第242話 愛の告白選手権 前
「はーじまりましたー!『愛の告白選手権』!皆さんこんにちはー、今日はものすごい美人さんが集まったのでぜひ最後まで楽しんでいってくださいねー!本日司会を務めます山城美香でーす!」
さっきまで泣きそうになっていたのに、今では元気いっぱいだった。
それに、さっきまではプールの監視員みたいな服装だったのに今ではちゃんとビキニをつけていた。

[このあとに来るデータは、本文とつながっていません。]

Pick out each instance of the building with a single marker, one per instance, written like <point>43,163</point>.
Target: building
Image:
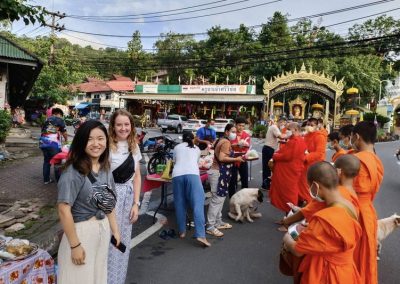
<point>19,70</point>
<point>200,101</point>
<point>101,95</point>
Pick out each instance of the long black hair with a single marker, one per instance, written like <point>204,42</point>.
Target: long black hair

普通にこの子を出しておけば良かったのではないだろうか。めっちゃ可愛いですよこの子。
そんなわけで始まった『愛の告白選手権』。
それは好きな人や大切な人に向けて愛の言葉を叫ぶという企画である。
そして、その告白を聞いた観客の反応が1番大きかった人が優勝。優勝者には景品が貰えるらしい。
「それではいきましょう!エントリーナンバー1番!村瀬愛月さんです!」
そう言われて村瀬が舞台袖から歩いてきた。
きっと緊張しているんだろう。キョロキョロしていた。
村瀬は舞台の真ん中で止まる。
「それでは初めに聞きましょう、今日愛の言葉を叫ぶのはどんな方なんですか?」
司会者の山城が村瀬に聞く。
「えっとー、その人は小さい頃に一人ぼっちだった私に手を差し出してくれて、その時からずっと好きだった相手です……」
「なるほどー、ものすごくいい人ですねー!それではその優しい彼に向けて愛の告白よろしくお願いします!」
山城がマイクを村瀬に渡して少し離れた。
これ告白する側めっちゃ緊張するなー。
「えっとー、昔は私を助けてくれてありがとう。本当に嬉しかった。それに、最近ちょっとしたことがあってまた再開することができた。本当に嬉しかった。告白の結果……、楽しみにしてるね。大好きだよ!」
「「「「うおおおおおおおおおおおお!!」」」」
村瀬は視線を上げることはなかったが、最後まで告白を続けた。自分にされていると分かっていると俺も視線を合わせなくなってしまうな。
てか、ちょっとあの歓声はきついぞ。
「おお!!ありがとうございました!告白の結果がいいことを祈っておきましょう!それではありがとうございましたー!」
山城のそのセリフで村瀬は舞台袖へと帰っていった。
若干早足だった。
まあ、そりゃ早く帰りたいわな。
「いきなりこれは優勝候補なんじゃないですかー?これは激しい戦いになること間違いなしですよー!それでは次に行きましょうか!エントリーナンバー2番一ノ瀬来未さんです!」
『愛の告白選手権』……。
これは想像以上の企画であることに間違い無いだろう。